I’m getting the infamous “org.springframework.transaction.UnexpectedRollbackException: Transaction silently rolled back because it has been marked as rollback-only” exception in my camunda process.
In general I know what the exception means and have also solved this kind of exceptions in my own code, but not with camunda and spring boot starter involved yet. From my understanding my transaction configuration looks correct.
The use case is: The user presses the “proceed” button on the UI and then the camunda process is proceeded with the next service task. This service task is using a transaction in the Java implementation and can fail with an exception. Then the exception should be displayed to the user on the UI.
What’s happening is that on the UI there is instead of the expected exception the UnexpectedRollbackException.
Has someone an idea how the transaction configuration in the process and with the annotations in Java has to be to make it work correctly?
I don’t think that this will solve the problem because source of the problem is, that there is already a separate inner transaction running. I think the solution would be to ha NO inner transaction but I don’t know how to achive this.
The service has only a transactional annotation which means it should be take part at the outer transaction but for some reason this seams not to work.
Hi @bmaehr, I believe you know what i am explaining below, so I am not sure where the disconnect is. May you can see it.

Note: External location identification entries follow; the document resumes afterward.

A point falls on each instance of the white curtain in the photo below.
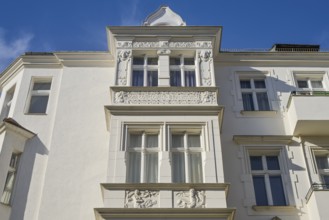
(195, 168)
(178, 167)
(134, 167)
(151, 167)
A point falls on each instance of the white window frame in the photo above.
(182, 67)
(267, 173)
(36, 93)
(143, 150)
(310, 77)
(254, 91)
(145, 67)
(185, 131)
(10, 181)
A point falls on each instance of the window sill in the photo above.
(273, 208)
(259, 113)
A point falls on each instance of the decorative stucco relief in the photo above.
(190, 199)
(176, 98)
(206, 62)
(124, 60)
(124, 44)
(166, 44)
(141, 199)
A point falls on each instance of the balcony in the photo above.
(316, 200)
(165, 200)
(308, 113)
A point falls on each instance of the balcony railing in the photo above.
(316, 187)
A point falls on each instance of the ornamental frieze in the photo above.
(164, 44)
(164, 97)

I had a very similar situation. In my delegate I was calling Camunda API to interact with another process instance. The call could fail and then marked the transaction for rollback. As a result I could not react to the real exception of the API call and handle it in my Java Delegate code. Participation of the API call in the original outer transaction was the issue.
The annotation shared above means the method call with the API call will be executed in a separate transaction. If this inner tx is now failing and marked for rollback, it will rollback but not mark the outer tx for rollback. The original exception gets propagated to the delegate code running in the outer tx and can be handled there. In my case I also used a new ProcessEngineContext beause my API call was an interaction with Camunda, just to be safe.

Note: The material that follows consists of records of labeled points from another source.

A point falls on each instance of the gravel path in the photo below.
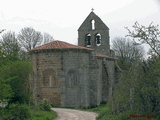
(71, 114)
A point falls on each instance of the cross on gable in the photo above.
(92, 9)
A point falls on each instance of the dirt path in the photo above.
(71, 114)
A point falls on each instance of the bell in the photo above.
(88, 37)
(98, 41)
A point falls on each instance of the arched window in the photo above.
(49, 79)
(88, 40)
(98, 39)
(93, 24)
(71, 79)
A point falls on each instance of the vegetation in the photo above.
(16, 101)
(138, 89)
(136, 95)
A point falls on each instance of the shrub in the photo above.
(17, 112)
(44, 105)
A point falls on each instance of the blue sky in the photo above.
(62, 18)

Thank you for your suggestions. I tried them without success untils I realized, that I have made a stupid mistake.
In the controller sending the notification to the camunda process I had added an unnecessary @Transactional annotation, which was causing the problem, because camunda did correctly (like configured by me) open a new transaction for the service task. If that service task failed then the unnecessary transaction on hold in the controller produced the UnexpectedRollbackException.